I discovered creative rest, (and six other kinds of rest) in Saundra Dalton-Smith’s 2021 TED talk, The 7 types of rest that every person needs.

Like many people, I began exploring my relationship with rest during pandemic lockdown. Dr. Dalton-Smith’s talk gave me language to better understand, and work with, my respective needs for rest.

Rest in the sense of restoration: restoring, as in to restore to a state of health, soundness, or vigor. I think of it in terms of aliveness. Restorative activities and generative activities: both teach us about our aliveness.

Creative rest, for me, is a direct line into wonder, challenge, awe, and connection — connection to place, lineage, bodylife, sensation and sense-making.

Viewing visual art especially.
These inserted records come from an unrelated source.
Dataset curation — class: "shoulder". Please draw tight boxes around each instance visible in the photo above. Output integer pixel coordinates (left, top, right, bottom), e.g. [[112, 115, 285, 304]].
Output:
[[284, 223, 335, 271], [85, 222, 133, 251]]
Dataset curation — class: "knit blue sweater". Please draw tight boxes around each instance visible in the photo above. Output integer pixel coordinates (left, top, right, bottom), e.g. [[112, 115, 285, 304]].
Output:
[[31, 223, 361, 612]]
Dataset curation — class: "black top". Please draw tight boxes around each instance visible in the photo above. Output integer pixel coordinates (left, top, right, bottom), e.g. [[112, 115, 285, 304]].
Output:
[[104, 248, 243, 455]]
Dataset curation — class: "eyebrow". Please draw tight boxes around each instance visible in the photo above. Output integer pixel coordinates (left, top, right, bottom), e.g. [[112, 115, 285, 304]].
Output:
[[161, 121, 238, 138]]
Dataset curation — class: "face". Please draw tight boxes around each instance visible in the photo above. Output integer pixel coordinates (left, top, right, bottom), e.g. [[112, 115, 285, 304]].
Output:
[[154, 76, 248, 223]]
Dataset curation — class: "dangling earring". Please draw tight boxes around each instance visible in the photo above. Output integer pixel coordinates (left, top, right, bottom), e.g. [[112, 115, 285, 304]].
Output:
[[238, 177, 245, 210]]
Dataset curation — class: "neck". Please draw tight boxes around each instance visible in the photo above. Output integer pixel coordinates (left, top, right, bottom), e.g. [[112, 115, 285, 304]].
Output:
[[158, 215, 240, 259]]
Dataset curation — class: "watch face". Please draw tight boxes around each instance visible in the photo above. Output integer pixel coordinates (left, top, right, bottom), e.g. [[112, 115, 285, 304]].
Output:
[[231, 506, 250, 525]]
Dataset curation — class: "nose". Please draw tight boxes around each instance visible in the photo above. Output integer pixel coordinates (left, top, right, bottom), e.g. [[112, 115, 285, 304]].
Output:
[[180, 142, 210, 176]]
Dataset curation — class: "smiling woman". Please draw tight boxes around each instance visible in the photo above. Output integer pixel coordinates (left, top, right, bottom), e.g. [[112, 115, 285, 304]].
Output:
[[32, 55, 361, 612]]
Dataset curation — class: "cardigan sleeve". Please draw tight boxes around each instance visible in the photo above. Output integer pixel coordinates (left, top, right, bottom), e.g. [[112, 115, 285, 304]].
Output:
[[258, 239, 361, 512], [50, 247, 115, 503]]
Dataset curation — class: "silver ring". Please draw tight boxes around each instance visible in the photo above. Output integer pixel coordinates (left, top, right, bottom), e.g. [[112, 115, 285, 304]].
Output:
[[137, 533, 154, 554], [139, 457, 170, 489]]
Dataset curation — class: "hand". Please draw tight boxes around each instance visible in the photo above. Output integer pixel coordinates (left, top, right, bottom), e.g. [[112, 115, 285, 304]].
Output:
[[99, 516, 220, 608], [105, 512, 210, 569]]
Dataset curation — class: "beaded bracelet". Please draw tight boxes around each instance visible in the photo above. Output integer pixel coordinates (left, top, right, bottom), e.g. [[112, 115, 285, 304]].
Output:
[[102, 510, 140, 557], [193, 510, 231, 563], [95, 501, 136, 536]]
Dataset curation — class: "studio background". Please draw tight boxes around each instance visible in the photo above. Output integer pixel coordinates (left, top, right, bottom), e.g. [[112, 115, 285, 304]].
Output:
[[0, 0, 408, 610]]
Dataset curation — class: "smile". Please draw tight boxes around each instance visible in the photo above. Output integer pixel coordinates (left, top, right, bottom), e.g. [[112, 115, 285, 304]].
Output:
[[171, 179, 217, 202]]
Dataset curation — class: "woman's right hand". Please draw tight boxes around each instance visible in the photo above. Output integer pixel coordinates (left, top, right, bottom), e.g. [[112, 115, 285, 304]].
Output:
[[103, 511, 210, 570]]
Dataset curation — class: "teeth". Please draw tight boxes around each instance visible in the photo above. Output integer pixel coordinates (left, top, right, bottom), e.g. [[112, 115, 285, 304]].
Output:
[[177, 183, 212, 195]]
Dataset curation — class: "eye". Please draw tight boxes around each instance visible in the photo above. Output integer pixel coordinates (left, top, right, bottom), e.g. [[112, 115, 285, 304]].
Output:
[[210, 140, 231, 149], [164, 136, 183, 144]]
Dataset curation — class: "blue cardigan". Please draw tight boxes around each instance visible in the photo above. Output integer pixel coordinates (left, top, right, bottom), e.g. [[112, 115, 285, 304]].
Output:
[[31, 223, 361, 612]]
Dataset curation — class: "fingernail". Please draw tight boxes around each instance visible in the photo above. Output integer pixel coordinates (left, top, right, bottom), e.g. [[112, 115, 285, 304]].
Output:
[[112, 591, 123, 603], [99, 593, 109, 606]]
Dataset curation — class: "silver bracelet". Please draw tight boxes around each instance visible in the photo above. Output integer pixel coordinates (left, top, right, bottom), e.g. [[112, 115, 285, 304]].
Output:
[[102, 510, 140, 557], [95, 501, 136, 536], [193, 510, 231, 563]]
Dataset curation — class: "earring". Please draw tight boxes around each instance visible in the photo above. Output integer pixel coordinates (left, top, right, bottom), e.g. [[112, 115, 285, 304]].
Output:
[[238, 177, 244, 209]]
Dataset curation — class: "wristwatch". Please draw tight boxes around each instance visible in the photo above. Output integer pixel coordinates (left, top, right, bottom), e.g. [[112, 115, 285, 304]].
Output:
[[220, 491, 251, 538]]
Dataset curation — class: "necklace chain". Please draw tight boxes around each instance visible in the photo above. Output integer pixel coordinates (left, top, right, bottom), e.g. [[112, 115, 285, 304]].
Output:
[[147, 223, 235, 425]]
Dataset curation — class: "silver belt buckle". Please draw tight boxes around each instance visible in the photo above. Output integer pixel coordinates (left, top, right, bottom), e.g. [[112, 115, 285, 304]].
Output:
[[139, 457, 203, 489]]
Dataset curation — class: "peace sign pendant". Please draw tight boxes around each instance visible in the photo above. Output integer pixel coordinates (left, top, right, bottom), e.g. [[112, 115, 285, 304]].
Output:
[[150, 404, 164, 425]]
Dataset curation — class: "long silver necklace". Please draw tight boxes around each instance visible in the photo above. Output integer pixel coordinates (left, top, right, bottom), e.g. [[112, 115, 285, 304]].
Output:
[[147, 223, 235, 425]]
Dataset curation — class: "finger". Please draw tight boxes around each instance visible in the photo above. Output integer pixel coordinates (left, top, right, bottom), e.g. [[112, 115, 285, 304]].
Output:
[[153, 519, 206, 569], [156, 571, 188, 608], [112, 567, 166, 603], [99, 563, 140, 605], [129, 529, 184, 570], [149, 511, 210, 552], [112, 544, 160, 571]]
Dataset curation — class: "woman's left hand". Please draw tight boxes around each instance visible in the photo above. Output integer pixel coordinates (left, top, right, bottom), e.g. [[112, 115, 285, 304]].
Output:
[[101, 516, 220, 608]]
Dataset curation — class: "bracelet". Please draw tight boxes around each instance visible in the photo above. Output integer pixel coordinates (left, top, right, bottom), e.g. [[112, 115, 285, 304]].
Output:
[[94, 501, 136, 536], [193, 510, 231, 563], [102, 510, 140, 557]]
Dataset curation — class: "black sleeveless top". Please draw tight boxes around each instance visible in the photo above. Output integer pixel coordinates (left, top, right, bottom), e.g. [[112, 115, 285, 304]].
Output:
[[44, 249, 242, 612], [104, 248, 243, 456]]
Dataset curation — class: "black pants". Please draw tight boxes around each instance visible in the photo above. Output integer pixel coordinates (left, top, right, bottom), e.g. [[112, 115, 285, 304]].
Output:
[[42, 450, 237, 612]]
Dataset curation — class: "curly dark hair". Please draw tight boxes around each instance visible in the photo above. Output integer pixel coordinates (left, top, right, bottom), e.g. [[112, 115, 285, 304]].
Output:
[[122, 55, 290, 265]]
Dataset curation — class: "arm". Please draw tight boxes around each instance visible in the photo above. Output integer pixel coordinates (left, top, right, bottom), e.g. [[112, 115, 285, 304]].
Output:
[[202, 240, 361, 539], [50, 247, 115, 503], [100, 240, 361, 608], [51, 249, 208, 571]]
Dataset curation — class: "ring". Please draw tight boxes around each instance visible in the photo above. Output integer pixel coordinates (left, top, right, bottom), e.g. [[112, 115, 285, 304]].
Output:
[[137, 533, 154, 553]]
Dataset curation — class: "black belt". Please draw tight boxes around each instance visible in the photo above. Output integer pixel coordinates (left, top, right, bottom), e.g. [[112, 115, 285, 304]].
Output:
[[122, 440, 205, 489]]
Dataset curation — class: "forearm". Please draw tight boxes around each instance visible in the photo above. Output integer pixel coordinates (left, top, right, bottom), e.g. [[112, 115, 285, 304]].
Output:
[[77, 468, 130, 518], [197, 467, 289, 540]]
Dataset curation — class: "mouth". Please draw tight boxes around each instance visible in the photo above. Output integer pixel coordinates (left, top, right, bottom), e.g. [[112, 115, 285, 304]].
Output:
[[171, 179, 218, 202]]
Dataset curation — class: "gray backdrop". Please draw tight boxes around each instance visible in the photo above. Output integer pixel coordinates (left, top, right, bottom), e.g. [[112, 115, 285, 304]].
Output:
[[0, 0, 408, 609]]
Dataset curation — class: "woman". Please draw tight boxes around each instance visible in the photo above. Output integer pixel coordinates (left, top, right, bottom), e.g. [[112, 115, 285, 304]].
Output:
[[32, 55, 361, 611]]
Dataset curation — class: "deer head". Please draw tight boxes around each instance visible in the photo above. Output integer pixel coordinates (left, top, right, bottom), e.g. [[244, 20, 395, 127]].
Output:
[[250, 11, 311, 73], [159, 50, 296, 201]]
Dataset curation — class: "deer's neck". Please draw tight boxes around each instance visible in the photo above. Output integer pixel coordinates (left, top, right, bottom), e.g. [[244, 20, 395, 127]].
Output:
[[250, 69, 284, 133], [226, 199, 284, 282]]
Though lately I’m drawn to soundworks and movement too.

And then there’s making art.

Even doodling…

Creative rest is also about experiencing nature: being in nature; letting nature make its way into you.

We need them all.

…Are there more kinds of creative rest?


Often, when I attend exhibitions and other kinds of art experiences, it’s on my own. I generally prefer that actually. I think it’s a way to let be as personal as it is for me.

But then after, I so want to share it.

I don’t think you have to experience it in person for it to enter you and give you creative rest.